Nano-Secondary Ion Mass Spectrometry analyses indicate that co-existence of mineralized and non-mineralized cells persisted after 4 days in the labeled medium, whatever the biomineralization conditions previously experienced (Figures 3 and 4). Based on the maximum value of 16O/CN (where CN = 12C14N + 13C14N) recorded on a control culture that was prepared without Fe in an unlabeled medium (Figures 4A,B), we defined a 16O/CN ratio threshold (16O/CN = 0.121) above which cells were considered mineralized and below which they were defined as non-mineralized. In the following, quantitative analyses are based on this 16O/CN threshold. Cells at early stages of biomineralization exhibit a 16O level much higher than cells from the control culture (see e.g., cells circled in red, green, and yellow in Figures 4C,D). We estimated the proportion of mineralized vs. non-mineralized cells based on the number of ROIs that exhibited 16O/CN ratios above and below the threshold, respectively (Supplementary Table S1, Figure 5). The values obtained must be interpreted cautiously as they were not compared with bulk measurements. General trends can, however, be described. The proportion of mineralized cells decreased with increasing time spent in the labeled medium. Significant differences were, however, observed depending on the biomineralization conditions. Proportion of mineralized cells decreased from 77 to 37% and from 88 to 13% in samples from FeP- and Gt-media, respectively, after only 1 day in the labeled medium. By comparison, proportion of mineralized cells remained constant (around 100%) in samples from Lp- and Mt-media at tlab = 1 day. In these samples, the main drop in the number of mineralized cells occurred between tlab = 1 and 4 days. After 4 days in the labeled medium, whatever the biomineralization conditions, all samples were mainly composed of non-mineralized cells (around or less than 20% of mineralized cells remaining).

FIGURE 4
www.frontiersin.org

FIGURE 4. 13C assimilation as a function of the level of biomineralization. (A,B) 16O and 12C14N NanoSIMS images of a control culture never exposed to biomineralization medium. (C–E) Carbon assimilation by mineralized cells. (C,D) 16O and 13C14N/12C14N NanoSIMS images of bacteria cultured 1 day in the Gt-medium, then transferred for 1 day in the labeled medium (same area analyzed in the two maps). Red, green, and yellow data points in panel (E) correspond to the bacteria identified by the color circles in panels (C,D). Their 16O/CN and 13C14N/12C14N ratios are (0.429; 0.148), (0.129; 0.255), and (0.598; 0.196), respectively. (E) 13C14N/12C14N as a function of 16O/CN ratios in all mineralized populations of all samples studied (whatever the biomineralization and incubation conditions – see red points in Figure 6). The 3-parameter exponential model, estimated by non-linear least-square fitting, is displayed as a red curve (R2 = 0.397).

FIGURE 5
www.frontiersin.org

FIGURE 5. Proportion of mineralized cells in cultures grown in biomineralization medium for 4 days (tmin = 4 days) then transferred to labeled medium for 4 h to 4 days.
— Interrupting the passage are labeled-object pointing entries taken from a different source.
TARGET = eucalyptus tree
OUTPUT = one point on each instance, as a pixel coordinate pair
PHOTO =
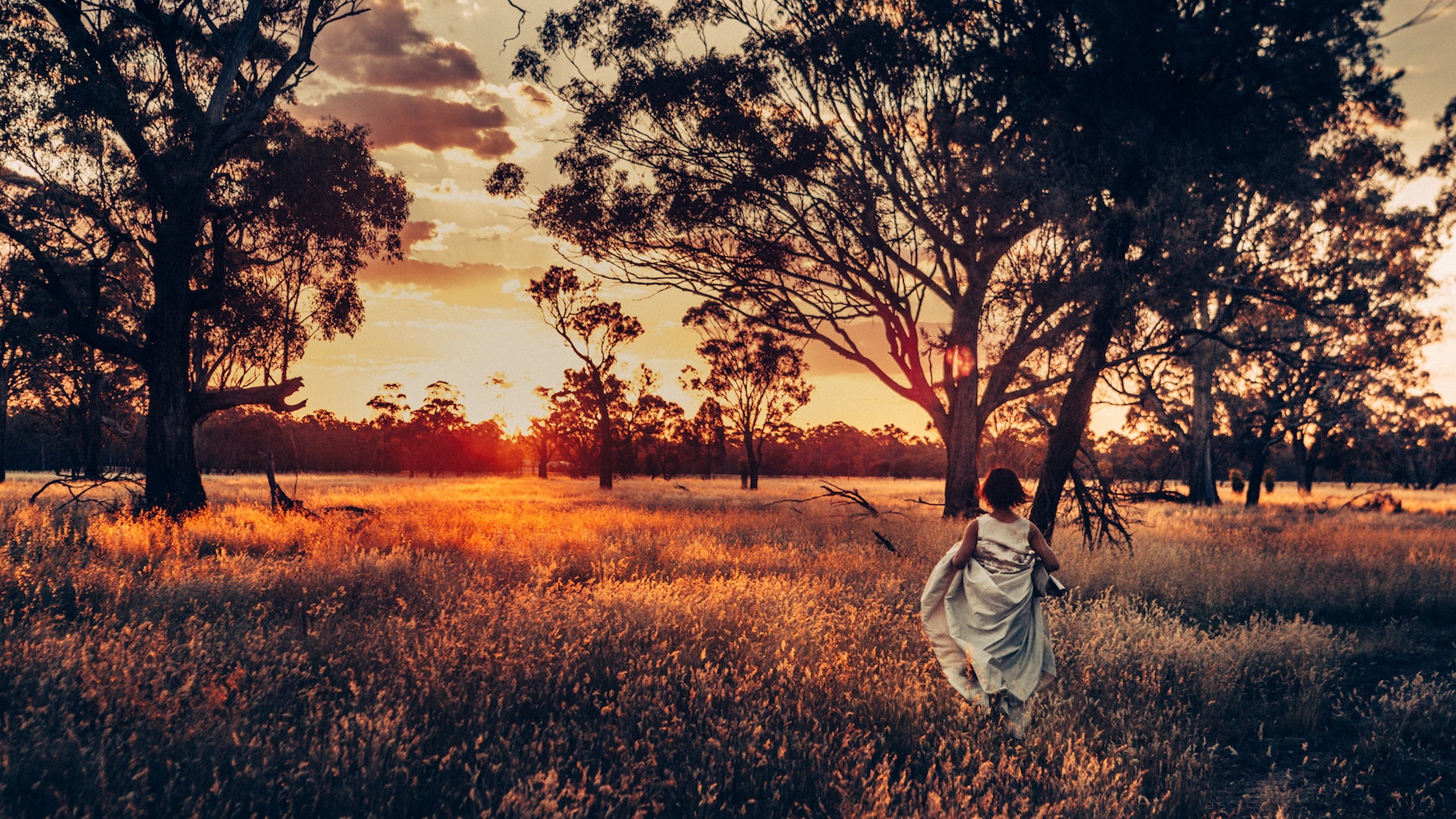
(131, 136)
(868, 175)
(754, 373)
(594, 330)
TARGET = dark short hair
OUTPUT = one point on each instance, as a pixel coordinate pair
(1002, 489)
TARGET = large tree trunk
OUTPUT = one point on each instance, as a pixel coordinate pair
(92, 422)
(750, 453)
(606, 454)
(1076, 411)
(1203, 488)
(1305, 457)
(1256, 483)
(963, 437)
(173, 482)
(5, 416)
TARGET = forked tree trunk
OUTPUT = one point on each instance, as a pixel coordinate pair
(1203, 488)
(5, 416)
(1075, 412)
(173, 482)
(963, 437)
(750, 454)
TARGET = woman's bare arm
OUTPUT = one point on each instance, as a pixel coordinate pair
(1043, 549)
(963, 554)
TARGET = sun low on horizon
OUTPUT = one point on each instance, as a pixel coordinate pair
(433, 82)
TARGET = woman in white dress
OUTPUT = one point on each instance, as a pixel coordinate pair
(980, 609)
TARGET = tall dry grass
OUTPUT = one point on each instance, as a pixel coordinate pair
(520, 647)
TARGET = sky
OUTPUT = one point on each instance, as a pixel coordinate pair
(431, 79)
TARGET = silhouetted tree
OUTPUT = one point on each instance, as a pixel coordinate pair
(594, 330)
(858, 162)
(133, 133)
(754, 373)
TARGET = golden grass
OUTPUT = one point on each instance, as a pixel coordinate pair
(522, 647)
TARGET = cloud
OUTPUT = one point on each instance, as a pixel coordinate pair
(433, 124)
(386, 47)
(473, 284)
(417, 233)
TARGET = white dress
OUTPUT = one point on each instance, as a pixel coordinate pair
(988, 613)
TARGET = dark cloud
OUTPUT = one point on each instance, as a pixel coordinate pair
(386, 47)
(536, 94)
(433, 124)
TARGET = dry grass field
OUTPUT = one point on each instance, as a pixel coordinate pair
(523, 647)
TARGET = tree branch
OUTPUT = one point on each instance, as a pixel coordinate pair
(271, 396)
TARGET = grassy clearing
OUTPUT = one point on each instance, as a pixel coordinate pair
(520, 647)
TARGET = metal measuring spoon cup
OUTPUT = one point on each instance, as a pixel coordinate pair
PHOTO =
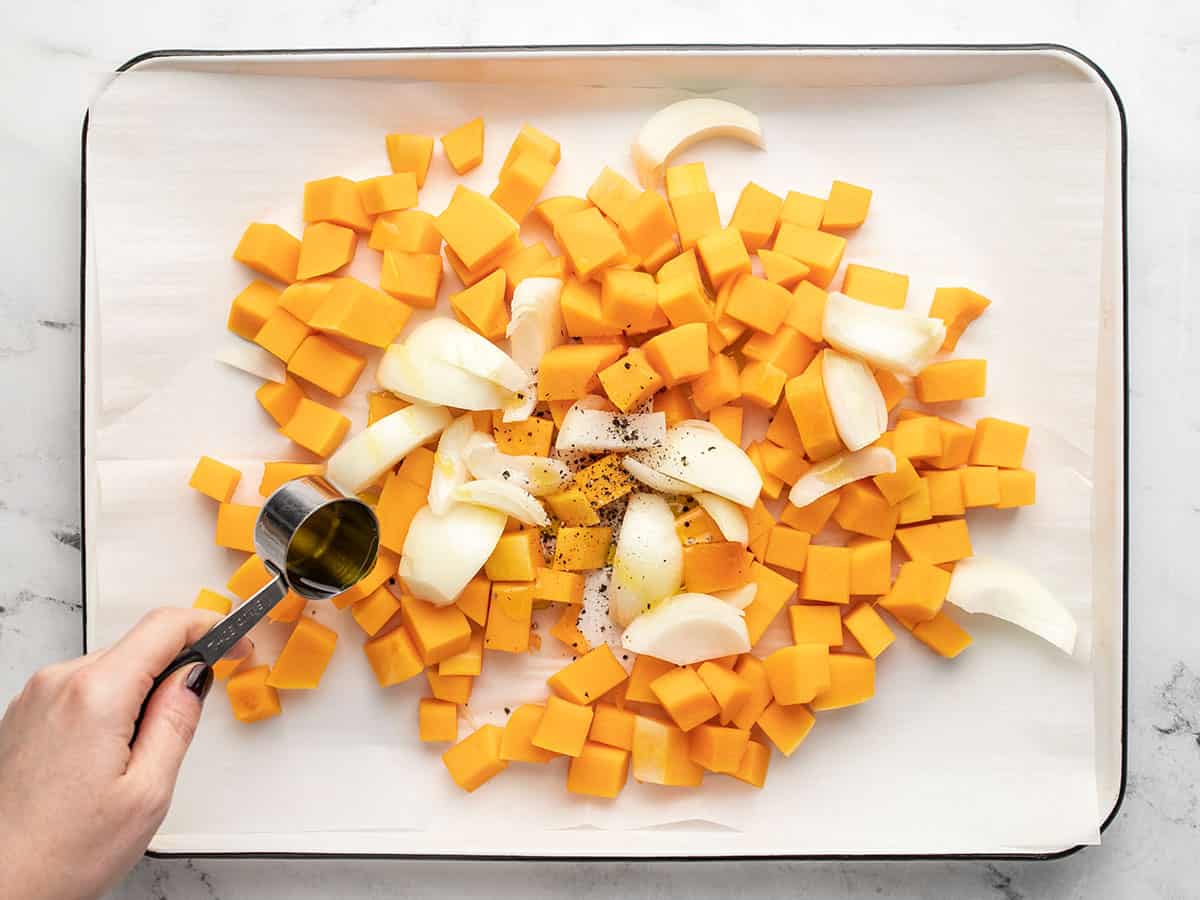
(313, 540)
Carbon Assimilation by Mineralized Cells

We followed 13C-acetate incorporation by cells previously exposed to biomineralization conditions at the single cell level using NanoSIMS maps of the 13C14N/12C14N ratio. Figure 3 displays typical 13C14N/12C14N maps obtained for samples exposed for 4 days to biomineralization and then cultured for 4 days in the labeled medium. Non-mineralized cells (identified using the combination of 12C14N and 16O maps) are clearly visible on the corresponding 13C14N/12C14N maps, indicating that they significantly incorporated acetate from the labeled medium (white arrows). On the contrary, mineralized cells (orange arrows) are absent from the 13C14N/12C14N maps, suggesting that they did not incorporate acetate.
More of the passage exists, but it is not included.